Beside the Baltic and The Molecule Man

Alistair Noon


‘Beside the Baltic’

Kind of obsessed with the nautical,
I noticed the scales that cling
where crewmen haul in their pay.
A matinee at the Theatre of Water
and the sun had spotlit the stage,
but the morning show had finished
as normal, without applause,

and the boats were nudging the harbourside,
blue with orange crates and red flags,
brown souwesters, green buckets,
waiting for silver at first light.
There was a grey unpainted hull
whose portholes were staring back,
and the cranes were scalpels, held high,

awkward elbows. Their pulleys plunged,
stalled. The sleeping winches.
The steel ropes and iron ballast.
But was that the crane-man coming,
in his cloth cap, leaden black jacket,
and loose laces, whistling
some radio song as he stumbled

along the chalk rim in the chill,
beside blotches of seaweed?

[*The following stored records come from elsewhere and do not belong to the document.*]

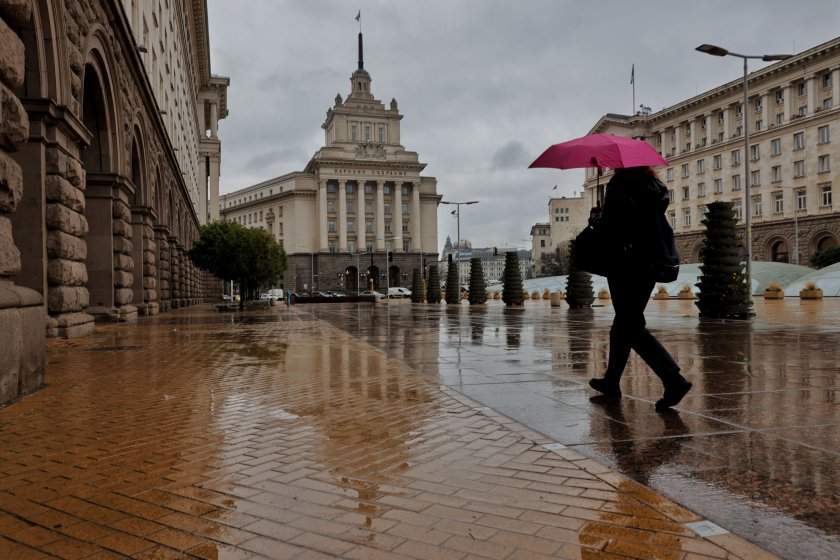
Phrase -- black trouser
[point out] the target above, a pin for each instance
(630, 295)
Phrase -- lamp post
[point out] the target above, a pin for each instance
(457, 213)
(720, 51)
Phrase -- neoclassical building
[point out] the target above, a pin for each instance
(360, 214)
(108, 140)
(793, 118)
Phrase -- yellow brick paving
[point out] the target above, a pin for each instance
(197, 435)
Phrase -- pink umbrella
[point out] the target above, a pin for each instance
(599, 150)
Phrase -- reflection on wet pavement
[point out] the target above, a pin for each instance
(754, 447)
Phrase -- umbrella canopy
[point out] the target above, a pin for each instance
(599, 150)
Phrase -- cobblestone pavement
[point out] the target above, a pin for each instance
(270, 434)
(754, 447)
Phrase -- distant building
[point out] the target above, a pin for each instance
(360, 214)
(793, 117)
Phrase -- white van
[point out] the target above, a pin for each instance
(398, 293)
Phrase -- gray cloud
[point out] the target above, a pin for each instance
(469, 75)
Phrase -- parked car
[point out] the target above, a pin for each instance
(375, 294)
(398, 292)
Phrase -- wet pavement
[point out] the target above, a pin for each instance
(401, 431)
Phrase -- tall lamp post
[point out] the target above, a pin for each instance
(720, 51)
(458, 216)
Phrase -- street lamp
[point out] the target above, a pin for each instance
(720, 51)
(457, 213)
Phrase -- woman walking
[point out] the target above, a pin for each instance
(629, 217)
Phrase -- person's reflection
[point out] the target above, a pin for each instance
(638, 456)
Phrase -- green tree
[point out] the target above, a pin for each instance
(555, 263)
(231, 251)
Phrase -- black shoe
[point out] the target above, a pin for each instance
(608, 388)
(674, 392)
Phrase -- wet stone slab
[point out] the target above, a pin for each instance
(753, 447)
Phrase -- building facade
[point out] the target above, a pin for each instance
(360, 214)
(99, 174)
(793, 119)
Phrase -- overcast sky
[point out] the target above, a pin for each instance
(484, 85)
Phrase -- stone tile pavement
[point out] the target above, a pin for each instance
(274, 435)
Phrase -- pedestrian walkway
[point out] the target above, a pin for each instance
(271, 434)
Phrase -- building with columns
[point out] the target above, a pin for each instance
(793, 119)
(360, 214)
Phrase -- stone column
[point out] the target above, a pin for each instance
(416, 233)
(342, 216)
(813, 87)
(396, 217)
(321, 202)
(379, 216)
(214, 187)
(361, 240)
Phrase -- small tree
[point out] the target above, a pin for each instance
(478, 289)
(433, 285)
(512, 292)
(231, 251)
(555, 263)
(579, 292)
(453, 288)
(723, 288)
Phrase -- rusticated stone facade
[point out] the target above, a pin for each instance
(96, 207)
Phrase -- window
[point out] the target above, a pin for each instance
(824, 136)
(824, 164)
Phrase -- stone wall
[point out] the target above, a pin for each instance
(22, 309)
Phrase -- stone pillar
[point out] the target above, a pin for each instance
(416, 233)
(361, 240)
(22, 309)
(164, 294)
(321, 202)
(214, 188)
(396, 223)
(813, 87)
(379, 215)
(342, 216)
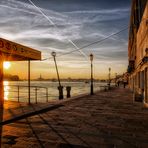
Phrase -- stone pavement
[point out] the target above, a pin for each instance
(105, 120)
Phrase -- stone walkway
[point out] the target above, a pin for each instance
(106, 120)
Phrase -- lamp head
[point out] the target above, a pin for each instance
(91, 57)
(53, 54)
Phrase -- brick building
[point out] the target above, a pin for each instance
(138, 50)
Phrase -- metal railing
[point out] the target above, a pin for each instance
(21, 93)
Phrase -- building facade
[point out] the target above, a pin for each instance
(138, 50)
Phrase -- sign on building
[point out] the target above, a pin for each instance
(15, 52)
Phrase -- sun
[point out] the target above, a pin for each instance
(6, 65)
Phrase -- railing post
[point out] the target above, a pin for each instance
(46, 94)
(36, 89)
(18, 93)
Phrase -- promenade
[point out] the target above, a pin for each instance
(105, 120)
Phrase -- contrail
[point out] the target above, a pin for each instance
(50, 20)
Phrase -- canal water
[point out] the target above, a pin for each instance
(11, 90)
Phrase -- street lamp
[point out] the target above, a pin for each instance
(60, 88)
(109, 77)
(91, 87)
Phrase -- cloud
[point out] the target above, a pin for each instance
(21, 22)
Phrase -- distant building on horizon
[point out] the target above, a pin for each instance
(138, 50)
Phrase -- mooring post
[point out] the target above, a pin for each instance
(46, 94)
(28, 81)
(18, 93)
(1, 96)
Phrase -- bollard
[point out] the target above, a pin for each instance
(60, 88)
(18, 93)
(68, 89)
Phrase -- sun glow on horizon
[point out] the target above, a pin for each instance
(6, 90)
(7, 65)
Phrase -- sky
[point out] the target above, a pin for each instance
(66, 25)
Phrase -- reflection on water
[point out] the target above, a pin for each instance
(6, 90)
(11, 90)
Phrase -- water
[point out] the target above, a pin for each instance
(11, 90)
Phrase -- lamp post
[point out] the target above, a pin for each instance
(60, 88)
(91, 87)
(109, 77)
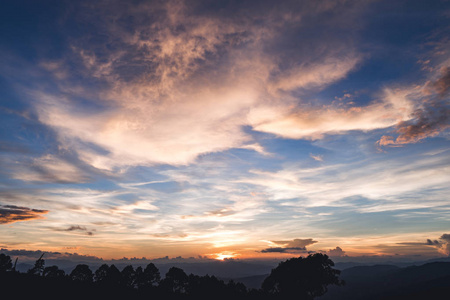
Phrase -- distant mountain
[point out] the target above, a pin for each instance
(392, 282)
(252, 282)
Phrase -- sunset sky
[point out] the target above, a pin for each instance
(245, 129)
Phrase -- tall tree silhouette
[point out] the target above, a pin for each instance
(176, 281)
(302, 278)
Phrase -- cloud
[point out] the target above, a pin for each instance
(50, 168)
(188, 81)
(316, 157)
(315, 122)
(76, 228)
(442, 85)
(442, 244)
(12, 213)
(430, 119)
(294, 246)
(336, 252)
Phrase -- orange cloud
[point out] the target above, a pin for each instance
(12, 213)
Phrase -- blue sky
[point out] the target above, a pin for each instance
(233, 129)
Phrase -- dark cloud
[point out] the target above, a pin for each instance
(427, 121)
(12, 213)
(284, 250)
(76, 228)
(442, 85)
(336, 252)
(432, 243)
(442, 245)
(294, 246)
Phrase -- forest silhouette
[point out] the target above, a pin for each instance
(296, 278)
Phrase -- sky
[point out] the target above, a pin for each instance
(225, 129)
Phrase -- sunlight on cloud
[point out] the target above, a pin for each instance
(196, 90)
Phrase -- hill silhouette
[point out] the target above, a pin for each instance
(392, 282)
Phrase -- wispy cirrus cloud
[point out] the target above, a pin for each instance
(186, 82)
(12, 213)
(429, 118)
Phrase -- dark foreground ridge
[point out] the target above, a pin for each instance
(296, 278)
(312, 277)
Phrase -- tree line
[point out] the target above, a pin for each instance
(296, 278)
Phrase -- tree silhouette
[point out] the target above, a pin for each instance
(53, 272)
(81, 273)
(5, 263)
(101, 274)
(176, 281)
(149, 277)
(302, 278)
(128, 276)
(38, 267)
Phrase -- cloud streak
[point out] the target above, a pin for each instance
(11, 213)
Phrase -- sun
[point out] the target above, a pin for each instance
(224, 255)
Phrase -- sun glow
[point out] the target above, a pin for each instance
(224, 255)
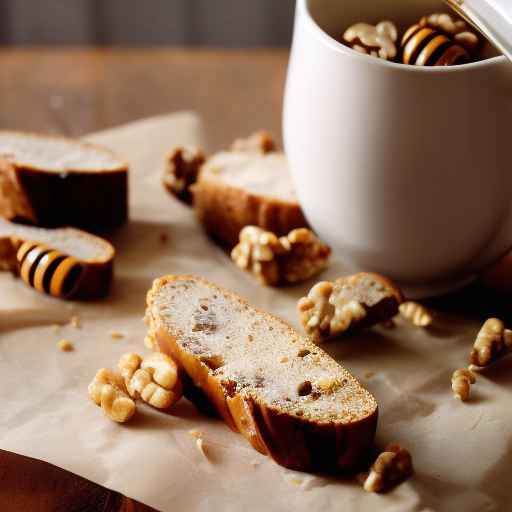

Even
if this water is near-landlocked
the cliff stays a nervous littoral,
held back by the coccoliths,
and no friend of the beech trees,
which lean out as if sailors under sail.

The trees become fish that fall
to the gulls’ cacophonous insistence.
Pawprints continue to speak
in the dark cement of the wharf.
The aluminium sea-eagles
strafed the last boats to the West,
escaping the final performance.

Copying distant deltas filled
with loam, multiple streamlets
feed the Baltic. Jeans, boots,
Jesus, even the sea is filthy.
And the white sun looks
at the zig-zags of the steps
panting their way up the cliffs.



‘The Molecule Man’

Three huge flat figures walk on water.
Their aluminium selves are filled with holes.
They grapple with each other where the H20 flows,
once part of the solid, silent border

between the two great drainage systems,
between two special economic zones,
the mazes that millions mapped out as homes,
till the wire and walls came down, and the river

flowed over the lower, shoddier bank first,
flooded the buildings with new carrier bags,
TVs and cars, till the freshwater washed back
to the far shore and levelled the earth.

New towers were berlinned on the banks,
and new banks berlinned in the towers. No more
landscapes of flowers in the miracle talk,
but the red and green men in their Quaker hats

continued to light up the pedestrian crossings
as alternating icons, luminous ideograms:
designed in the Old East, they’re less lamps
than candles for a change that’s chanted as loss.

Now in the New West, the Molecule Man
is static at his place on the central river.
His three heads and six arms form a Shiva
turned inwards and away from the land.